The SMSF Owners’ Alliance (SMSFOA) has urged the Prime Minister to broaden the purpose of superannuation from that proposed by the financial inquiry, and has rejected the notion that “tax incentives are a gift”.
SMSFOA executive director Duncan Fairweather said that while the association agrees with the FSI’s recommendation that the government should seek broad agreement on the objective of superannuation, the primary objective recommended by the FSI is “too limited”.
The FSI recommended the primary objective should be “to provide income in retirement to substitute or supplement the Age Pension”.
“SMSFOA believes this definition is too limited and should be expanded to: ‘The purpose of superannuation is to encourage every Australian to be self-reliant and able to maintain a standard of living in retirement that bears a reasonable relationship to that before retirement by way of fair, equitable and efficient tax incentives that recognise the inherent bias against savings in the income tax system’,” said Mr Fairweather.
The Age Pension, he said, is intended to be a safety net for Australians who are unable to achieve self-reliance in retirement.
“Therefore it would be sensible for the government to set a target for the proportion of Australians who would need the Age Pension and expect everyone else to fund their own retirement with the help of tax incentives,” he said.
“When the superannuation system is mature and stable, most Australians should not need access to the Age Pension.
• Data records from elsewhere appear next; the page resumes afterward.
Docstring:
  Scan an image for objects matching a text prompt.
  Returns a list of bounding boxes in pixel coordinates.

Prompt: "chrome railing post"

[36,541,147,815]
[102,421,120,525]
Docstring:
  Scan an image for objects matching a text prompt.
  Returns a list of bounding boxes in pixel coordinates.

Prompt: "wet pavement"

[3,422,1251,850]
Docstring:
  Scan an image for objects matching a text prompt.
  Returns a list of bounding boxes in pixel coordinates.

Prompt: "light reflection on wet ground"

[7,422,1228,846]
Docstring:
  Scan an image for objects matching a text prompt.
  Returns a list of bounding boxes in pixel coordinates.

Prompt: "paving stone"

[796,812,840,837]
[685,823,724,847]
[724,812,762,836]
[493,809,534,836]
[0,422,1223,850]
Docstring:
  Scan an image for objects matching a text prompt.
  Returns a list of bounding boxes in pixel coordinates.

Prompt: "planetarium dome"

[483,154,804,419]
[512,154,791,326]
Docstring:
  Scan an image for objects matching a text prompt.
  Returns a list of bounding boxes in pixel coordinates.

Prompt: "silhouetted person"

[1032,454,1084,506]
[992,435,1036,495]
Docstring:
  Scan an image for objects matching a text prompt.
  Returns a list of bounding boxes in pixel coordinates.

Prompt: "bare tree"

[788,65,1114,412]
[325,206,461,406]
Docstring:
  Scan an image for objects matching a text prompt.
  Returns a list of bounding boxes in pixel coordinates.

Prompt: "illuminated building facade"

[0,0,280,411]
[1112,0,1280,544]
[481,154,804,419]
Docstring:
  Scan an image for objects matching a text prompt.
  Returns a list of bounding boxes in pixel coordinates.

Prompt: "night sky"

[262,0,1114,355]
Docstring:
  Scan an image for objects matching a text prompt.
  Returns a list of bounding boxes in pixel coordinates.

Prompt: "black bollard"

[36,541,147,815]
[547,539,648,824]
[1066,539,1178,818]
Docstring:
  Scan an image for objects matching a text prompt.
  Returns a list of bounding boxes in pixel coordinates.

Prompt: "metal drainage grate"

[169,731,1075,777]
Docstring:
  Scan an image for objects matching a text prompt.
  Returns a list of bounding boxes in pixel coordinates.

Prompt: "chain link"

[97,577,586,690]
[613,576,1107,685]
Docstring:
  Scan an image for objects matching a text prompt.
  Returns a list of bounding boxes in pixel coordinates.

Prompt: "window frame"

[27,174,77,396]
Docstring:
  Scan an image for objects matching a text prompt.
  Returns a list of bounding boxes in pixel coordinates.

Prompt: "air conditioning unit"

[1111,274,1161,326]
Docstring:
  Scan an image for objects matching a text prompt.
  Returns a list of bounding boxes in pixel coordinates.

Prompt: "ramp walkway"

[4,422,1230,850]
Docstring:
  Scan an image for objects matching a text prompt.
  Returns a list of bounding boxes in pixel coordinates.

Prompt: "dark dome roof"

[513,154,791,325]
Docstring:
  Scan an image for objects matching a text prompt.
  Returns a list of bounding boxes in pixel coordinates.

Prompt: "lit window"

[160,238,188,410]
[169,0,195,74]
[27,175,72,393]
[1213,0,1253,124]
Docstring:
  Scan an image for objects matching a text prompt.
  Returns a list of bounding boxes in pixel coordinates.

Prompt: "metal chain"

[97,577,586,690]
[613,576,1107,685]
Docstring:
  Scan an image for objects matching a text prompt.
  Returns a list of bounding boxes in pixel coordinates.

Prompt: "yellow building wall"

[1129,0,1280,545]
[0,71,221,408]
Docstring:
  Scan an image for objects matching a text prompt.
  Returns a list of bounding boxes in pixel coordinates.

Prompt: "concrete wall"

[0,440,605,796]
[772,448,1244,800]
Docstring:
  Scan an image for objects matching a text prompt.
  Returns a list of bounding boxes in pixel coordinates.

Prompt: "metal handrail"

This will clearly take time and targets should be set to ensure progress towards this goal.”
The target for each superannuation-funded pension should be 60-70 per cent of a person’s pre-retirement, post-tax income, SMSFOA believes.
“[This is] generally accepted internationally as a reasonable target and comparable with the public sector defined benefit schemes,” said Mr Fairweather.
SMSFOA also said it did not accept the idea from the Assistant Treasurer last week that superannuation tax incentives are “a gift from the government”.
“Just because the government doesn’t tax something or lowers a tax rate, it’s not a ‘gift' from the government,” said Mr Fairweather.
“To assume otherwise is to believe that the government owns all income and decides what to ‘gift’ to citizens rather than believing that the money people earn is theirs and the government must justify taking some of it in tax.”